Il s’est ainsi installé une course-poursuite entre la population et les éléments de la CRS. Au moment de notre passage, le chef de Yagma, ainsi que sa famille, étaient absents du domicile. « Le chef et sa famille ont évacué leur maison depuis hier nuit », a confirmé le maire. Seuls, quelques jeunes échangeaient devant le palais royal. « Ils (NDLR, les manifestants) voulaient incendier la cour du chef. C’est pour cela que nous sommes ici pour les en empêcher », nous a lancé un des jeunes avant d’ajouter que « si la situation se calme, nous voulons que justice soit faite et que les responsables des troubles de ce matin soient sanctionnés ».
Encore une histoire de parcelles qui fera certainement des malheureux.
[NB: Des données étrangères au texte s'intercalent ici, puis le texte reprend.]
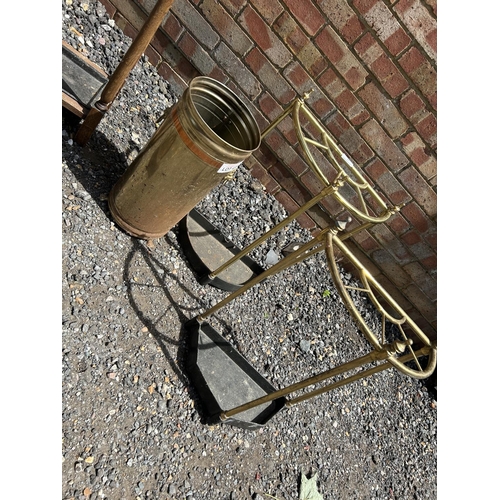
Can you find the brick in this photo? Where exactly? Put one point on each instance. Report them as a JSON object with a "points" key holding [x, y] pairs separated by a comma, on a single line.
{"points": [[177, 82], [412, 106], [419, 189], [302, 82], [331, 84], [343, 18], [172, 26], [197, 55], [289, 204], [419, 22], [421, 72], [397, 42], [368, 49], [392, 244], [386, 26], [269, 106], [431, 239], [260, 32], [382, 144], [260, 173], [291, 33], [307, 15], [341, 57], [312, 183], [385, 181], [196, 24], [422, 279], [343, 98], [430, 263], [268, 9], [384, 110], [421, 302], [366, 242], [226, 27], [398, 224], [389, 76], [312, 59], [384, 260], [416, 217], [427, 128], [320, 217], [265, 156], [184, 67], [235, 6], [420, 155], [352, 108], [234, 67], [349, 138], [276, 85]]}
A écouter les uns et les autres, il est évident que des gens profitent de cette situation, mais il y a encore eu un déficit de communication entre la population et ceux qui sont chargés de la gestion du dossier « Cité de Yagma ». On ne cessera jamais de le répéter : « expliquer à la population ce que vous voulez faire et comment vous comptez le faire ». Cette démarche aura au moins le mérite d’éviter des affrontements inutiles.